Cotidiano

Sem poder atuar, médica que interrompeu Bolsonaro vende bolo para sustento

Roberta Kelly disse que desde dezembro de 2020 encontrou alternativas para sobreviver, como a venda de bolos. Em outras épocas sem atuar, disse que chegou a vender espetinhos de churrasco

A médica roraimense Roberta Kelly Scaramm Menezes é a mulher que interrompeu o discurso de Jair Bolsonaro (sem partido). A sequência da fala dela, com críticas ao Revalida (Exame Nacional de Revalidação de Diplomas Médicas Expedidos por Instituição de Educação Superior Estrangeira), foi cortada pelo presidente, que indicou que mudanças na avaliação da prova são estudadas pelo Ministério da Educação.

Formada em Medicina pela Universidade Experimental de Los Llanos Romulo Gallegos, da Venezuela, a médica de 40 anos está sem atuar na área desde dezembro de 2020, quando acabou seu contrato temporário com a Prefeitura de Boa Vista.

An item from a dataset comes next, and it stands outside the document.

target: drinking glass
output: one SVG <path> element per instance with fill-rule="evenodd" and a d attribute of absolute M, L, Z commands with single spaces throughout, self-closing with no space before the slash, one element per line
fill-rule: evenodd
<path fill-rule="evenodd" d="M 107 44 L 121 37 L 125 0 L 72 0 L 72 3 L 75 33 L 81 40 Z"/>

Ela disse à FolhaBV que, de lá para cá, encontrou alternativas para sobreviver, como a venda de bolos. Em outras épocas sem atuar, disse que chegou a vender espetinhos de churrasco. A médica critica a avaliação do Revalida (composto por 100 questões objetivas e 50 discursivas) que, segundo Bolsonaro, apenas 5% dos candidatos são aprovados, sem considerar a experiência na área.

“Desde que o Bolsonaro entrou, os médicos que trabalharam no exterior não foram chamados. Eu trabalhei no Mais Médicos por quatro anos […]. Tenho capacidade suficiente para trabalhar na atenção básica, trabalhar no posto de saúde, fiz vários cursos, cursos de especialização, sou formada em Saúde da Família, tenho especialização em Saúde da Família, eu tenho tudo isso, mas termina meu contrato do Mais Médicos, deixo de ser médica. Eu queria que ele [Bolsonaro] pelo menos avaliasse essa questão. […] Aí veio uma prova, passei e os quatro anos que tive trabalhando não contam? Eles vão avaliar a minha capacidade numa prova. Isso não é justo”, questionou.


Bolo vendido por Roberta Kelly durante tempo sem atuar como médica (Foto: Divulgação)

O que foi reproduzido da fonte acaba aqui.